Many salespeople dislike cold calling, because they fear being met by a hostile reaction due to the element of disruption unsolicited calls can inevitably cause. Learning the skills and techniques to cold call successfully can make the practice far more enjoyable and rewarding, however.
How to do cold calling for jobs.
Cold calling is usually the first contact of a sales process, and involves calling targets out of the blue to offer them a product or service. The purpose is often simply to generate leads, which can then be followed up and converted. This article will help anyone interested in positions that require cold calling to understand the skills required.

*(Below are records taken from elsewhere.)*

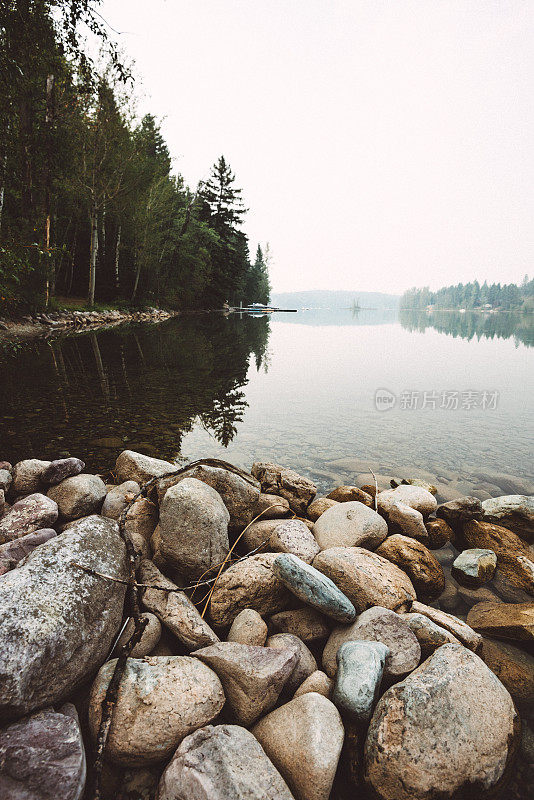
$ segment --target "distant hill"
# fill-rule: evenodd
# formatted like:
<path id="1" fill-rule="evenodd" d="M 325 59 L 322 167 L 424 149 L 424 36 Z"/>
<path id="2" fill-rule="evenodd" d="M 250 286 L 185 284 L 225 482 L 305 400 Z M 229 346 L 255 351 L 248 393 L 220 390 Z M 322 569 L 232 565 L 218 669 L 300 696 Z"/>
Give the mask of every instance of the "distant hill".
<path id="1" fill-rule="evenodd" d="M 271 303 L 279 308 L 350 308 L 358 303 L 361 308 L 399 307 L 400 296 L 382 292 L 329 291 L 310 289 L 304 292 L 274 292 Z"/>

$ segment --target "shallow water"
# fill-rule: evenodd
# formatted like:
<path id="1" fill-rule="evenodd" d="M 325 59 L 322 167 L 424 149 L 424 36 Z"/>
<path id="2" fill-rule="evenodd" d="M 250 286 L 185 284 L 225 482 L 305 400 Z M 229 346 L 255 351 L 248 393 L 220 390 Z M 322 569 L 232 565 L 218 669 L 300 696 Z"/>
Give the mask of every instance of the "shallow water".
<path id="1" fill-rule="evenodd" d="M 269 458 L 324 490 L 369 469 L 443 498 L 534 491 L 534 320 L 183 316 L 0 351 L 0 458 Z M 379 410 L 382 399 L 394 402 Z M 389 398 L 389 399 L 388 399 Z M 382 407 L 381 407 L 382 408 Z M 371 479 L 372 480 L 372 479 Z"/>

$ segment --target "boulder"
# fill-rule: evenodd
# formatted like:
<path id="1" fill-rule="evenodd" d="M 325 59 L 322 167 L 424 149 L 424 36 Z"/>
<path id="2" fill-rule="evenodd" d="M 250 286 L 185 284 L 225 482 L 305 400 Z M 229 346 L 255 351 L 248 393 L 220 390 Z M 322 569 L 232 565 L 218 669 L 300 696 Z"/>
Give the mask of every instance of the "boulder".
<path id="1" fill-rule="evenodd" d="M 463 586 L 478 589 L 493 578 L 496 566 L 497 556 L 493 550 L 463 550 L 453 561 L 452 575 Z"/>
<path id="2" fill-rule="evenodd" d="M 512 698 L 482 659 L 446 644 L 379 701 L 365 777 L 382 800 L 485 797 L 517 738 Z"/>
<path id="3" fill-rule="evenodd" d="M 187 736 L 161 777 L 158 800 L 293 800 L 258 740 L 239 725 Z"/>
<path id="4" fill-rule="evenodd" d="M 338 503 L 313 526 L 321 550 L 330 547 L 366 547 L 374 550 L 388 535 L 388 526 L 372 508 L 357 501 Z"/>
<path id="5" fill-rule="evenodd" d="M 432 620 L 432 622 L 435 622 L 436 625 L 445 628 L 445 630 L 452 633 L 453 636 L 456 636 L 464 647 L 469 648 L 469 650 L 473 650 L 476 653 L 477 650 L 480 649 L 482 645 L 482 636 L 476 633 L 470 625 L 458 619 L 458 617 L 454 617 L 452 614 L 447 614 L 445 611 L 440 611 L 437 608 L 432 608 L 432 606 L 426 606 L 424 603 L 419 603 L 418 601 L 412 603 L 411 610 L 414 614 L 422 614 L 424 617 L 428 617 L 428 619 Z"/>
<path id="6" fill-rule="evenodd" d="M 374 499 L 370 494 L 359 489 L 357 486 L 338 486 L 326 495 L 328 500 L 335 500 L 337 503 L 350 503 L 357 500 L 369 508 L 374 508 Z"/>
<path id="7" fill-rule="evenodd" d="M 98 475 L 74 475 L 48 490 L 62 519 L 72 520 L 98 514 L 106 497 L 106 484 Z"/>
<path id="8" fill-rule="evenodd" d="M 285 497 L 295 514 L 305 516 L 306 509 L 317 494 L 317 487 L 312 481 L 292 469 L 269 461 L 256 461 L 251 472 L 260 481 L 262 492 Z"/>
<path id="9" fill-rule="evenodd" d="M 302 681 L 294 697 L 300 697 L 301 694 L 307 694 L 308 692 L 317 692 L 317 694 L 322 694 L 323 697 L 331 699 L 333 687 L 334 681 L 332 678 L 329 678 L 328 675 L 325 672 L 321 672 L 320 669 L 316 669 L 315 672 L 308 675 L 306 680 Z"/>
<path id="10" fill-rule="evenodd" d="M 306 509 L 306 516 L 312 522 L 317 522 L 321 514 L 335 506 L 336 503 L 337 500 L 329 500 L 328 497 L 316 497 Z"/>
<path id="11" fill-rule="evenodd" d="M 436 625 L 431 619 L 425 617 L 424 614 L 414 614 L 409 612 L 403 614 L 402 621 L 408 625 L 412 633 L 415 634 L 417 641 L 421 647 L 421 655 L 423 659 L 432 655 L 434 650 L 441 647 L 443 644 L 461 644 L 456 636 L 442 628 L 441 625 Z"/>
<path id="12" fill-rule="evenodd" d="M 231 625 L 240 611 L 252 608 L 262 616 L 286 608 L 290 593 L 274 574 L 276 553 L 248 556 L 221 574 L 210 601 L 215 625 Z"/>
<path id="13" fill-rule="evenodd" d="M 337 654 L 346 642 L 381 642 L 388 652 L 385 677 L 389 680 L 411 672 L 421 660 L 421 648 L 415 634 L 398 615 L 388 608 L 374 606 L 362 612 L 352 625 L 334 628 L 323 650 L 323 668 L 331 678 L 336 674 Z"/>
<path id="14" fill-rule="evenodd" d="M 358 722 L 370 719 L 388 652 L 381 642 L 345 642 L 337 651 L 332 700 L 349 718 Z"/>
<path id="15" fill-rule="evenodd" d="M 103 517 L 119 519 L 120 515 L 140 491 L 140 486 L 135 481 L 124 481 L 118 486 L 113 486 L 107 493 L 100 512 Z"/>
<path id="16" fill-rule="evenodd" d="M 477 603 L 467 615 L 474 630 L 497 639 L 534 641 L 534 601 L 529 603 Z"/>
<path id="17" fill-rule="evenodd" d="M 43 488 L 41 478 L 48 466 L 50 466 L 50 461 L 41 461 L 39 458 L 27 458 L 19 461 L 11 473 L 13 479 L 11 492 L 17 496 L 41 491 Z"/>
<path id="18" fill-rule="evenodd" d="M 484 522 L 493 522 L 516 533 L 527 542 L 534 541 L 534 497 L 508 494 L 491 497 L 482 503 Z"/>
<path id="19" fill-rule="evenodd" d="M 80 458 L 59 458 L 51 461 L 48 467 L 41 474 L 41 481 L 45 486 L 55 486 L 65 478 L 79 475 L 84 469 L 85 462 Z"/>
<path id="20" fill-rule="evenodd" d="M 289 609 L 273 614 L 269 622 L 280 633 L 293 633 L 303 642 L 320 642 L 330 634 L 326 617 L 315 608 Z"/>
<path id="21" fill-rule="evenodd" d="M 227 640 L 263 647 L 267 638 L 267 623 L 253 608 L 244 608 L 232 622 Z"/>
<path id="22" fill-rule="evenodd" d="M 351 622 L 356 611 L 350 600 L 322 572 L 291 553 L 276 556 L 273 573 L 295 597 L 337 622 Z"/>
<path id="23" fill-rule="evenodd" d="M 94 741 L 115 663 L 112 659 L 104 664 L 91 688 L 89 728 Z M 165 761 L 182 739 L 215 719 L 224 699 L 219 678 L 198 658 L 129 658 L 113 709 L 106 758 L 132 767 Z"/>
<path id="24" fill-rule="evenodd" d="M 57 503 L 39 492 L 29 494 L 13 503 L 0 519 L 0 544 L 48 528 L 57 518 Z"/>
<path id="25" fill-rule="evenodd" d="M 334 581 L 358 612 L 370 606 L 409 611 L 416 599 L 415 589 L 406 573 L 363 547 L 323 550 L 313 564 Z"/>
<path id="26" fill-rule="evenodd" d="M 271 711 L 252 733 L 296 800 L 328 800 L 344 738 L 330 700 L 307 692 Z"/>
<path id="27" fill-rule="evenodd" d="M 301 684 L 317 671 L 317 661 L 306 647 L 304 642 L 292 633 L 275 633 L 269 636 L 265 643 L 266 647 L 274 650 L 294 650 L 297 654 L 297 661 L 293 671 L 286 681 L 284 691 L 294 694 Z"/>
<path id="28" fill-rule="evenodd" d="M 241 725 L 251 725 L 273 708 L 297 663 L 294 645 L 275 650 L 219 642 L 197 650 L 195 656 L 217 673 Z"/>
<path id="29" fill-rule="evenodd" d="M 401 484 L 395 489 L 386 489 L 378 493 L 378 511 L 386 519 L 395 503 L 404 503 L 410 508 L 415 508 L 423 517 L 433 514 L 438 507 L 436 498 L 433 494 L 420 486 L 410 486 Z"/>
<path id="30" fill-rule="evenodd" d="M 228 555 L 229 519 L 215 489 L 184 478 L 167 489 L 161 503 L 159 551 L 179 574 L 199 578 Z"/>
<path id="31" fill-rule="evenodd" d="M 123 450 L 115 462 L 115 475 L 119 483 L 135 481 L 139 486 L 151 478 L 160 478 L 165 473 L 177 469 L 176 464 L 162 461 L 159 458 L 151 458 L 143 453 L 136 453 L 134 450 Z"/>
<path id="32" fill-rule="evenodd" d="M 38 711 L 0 730 L 0 796 L 4 800 L 80 800 L 85 750 L 71 703 Z"/>
<path id="33" fill-rule="evenodd" d="M 130 653 L 131 658 L 144 658 L 144 656 L 149 656 L 161 639 L 161 622 L 156 615 L 145 611 L 141 614 L 141 619 L 146 619 L 147 624 L 141 634 L 140 640 Z M 134 621 L 130 618 L 117 642 L 117 648 L 122 647 L 129 641 L 134 630 Z"/>
<path id="34" fill-rule="evenodd" d="M 222 467 L 211 467 L 200 464 L 176 477 L 171 475 L 158 481 L 158 499 L 160 505 L 171 486 L 184 480 L 202 481 L 211 486 L 220 496 L 230 515 L 229 526 L 242 530 L 255 516 L 255 507 L 260 496 L 258 481 L 246 472 L 237 474 Z"/>
<path id="35" fill-rule="evenodd" d="M 312 532 L 300 519 L 280 523 L 269 539 L 268 549 L 274 553 L 293 553 L 306 564 L 311 564 L 320 551 Z"/>
<path id="36" fill-rule="evenodd" d="M 103 517 L 78 521 L 0 580 L 0 720 L 58 703 L 109 653 L 125 587 L 126 548 Z"/>
<path id="37" fill-rule="evenodd" d="M 151 561 L 141 562 L 139 578 L 144 584 L 159 587 L 143 590 L 141 598 L 145 608 L 152 611 L 188 650 L 219 641 L 185 592 L 179 591 Z"/>
<path id="38" fill-rule="evenodd" d="M 425 522 L 428 541 L 423 542 L 429 550 L 439 550 L 454 537 L 454 532 L 444 519 L 427 519 Z"/>

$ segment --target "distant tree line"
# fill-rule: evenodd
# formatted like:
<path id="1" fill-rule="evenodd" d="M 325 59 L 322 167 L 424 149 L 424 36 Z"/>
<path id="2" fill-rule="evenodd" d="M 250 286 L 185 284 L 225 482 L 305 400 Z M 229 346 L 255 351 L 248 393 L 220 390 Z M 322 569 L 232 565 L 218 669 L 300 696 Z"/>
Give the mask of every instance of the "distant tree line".
<path id="1" fill-rule="evenodd" d="M 246 209 L 221 156 L 188 188 L 96 2 L 0 2 L 0 313 L 96 302 L 220 307 L 269 301 Z M 105 52 L 97 68 L 89 29 Z"/>
<path id="2" fill-rule="evenodd" d="M 478 281 L 458 283 L 456 286 L 445 286 L 431 292 L 428 286 L 422 289 L 409 289 L 401 298 L 401 309 L 424 309 L 432 306 L 436 309 L 483 308 L 502 311 L 534 312 L 534 279 L 525 275 L 520 286 L 515 283 L 492 283 L 487 281 L 481 285 Z"/>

All kinds of sales jobs rely on cold calling to generate leads. Whether it's offering insurance to consumers at home, encouraging individuals to switch energy or mobile phone tariffs, or contacting businesses to encourage them to change their stationary suppliers. There are thousands of these jobs available across the UK, and most sales jobs involve at least an element of cold calling. Information on how to secure a position in sales using an existing skillset or transferrable skills can best be obtained from a recruitment agency.
Succeeding at cold calling.
Cold calling isn't for everyone, but those who have the required skills, and enjoy a challenge, can really excel. It's important to be able to handle rejection. By its very nature, cold calling usually has a low conversion rate, and is often a less targeted method than other sales techniques. For more advice on getting that sale over the line then have a look here. A thick skin is required to keep motivated, and press on to hit targets. The ability to work under pressure is also a bonus, as sales workers often have strict targets to hit. The challenge of persuading individuals, who are initially disinterested, can make good cold calling a very rewarding activity.
An individual's effectiveness can be improved by honing and developing techniques that work. One of the best things to do is think like the person who will be receiving the call. When selling to a businessperson, for example, it often pays to keep things brief - as they are likely to be busy - and to quickly set out the benefits. When selling to someone at home during the day, spending more time building rapport, and gaining the individual's trust is likely to be a more effective tactic.
Cold calling for sales.
While it may not possible when cold calling in high quantities, conducting research into the prospect before picking up the phone can make a huge difference, as can calling from a targeted list. If the call is personalised to meet the specific needs of the prospect, it's far more likely that they will be receptive. Quality is more important than quantity, and the wealth of personal information available on social media sites makes it easy to do some preliminary research about prospects.
The time a call is made is also important. It's incredibly annoying to have a meal interrupted by cold calling, so try and stick to times that are likely to be convenient. In a similar vein, it's rarely a good idea to try and sell B2B towards the end of the month, when deadlines are approaching and people are stressed. If selling to businesses, it’s usually best to aim to secure a face-to-face meeting, or follow up call, rather than directly sell the product/service. Avoid wasting time talking to people who are not authorised to make purchasing decisions.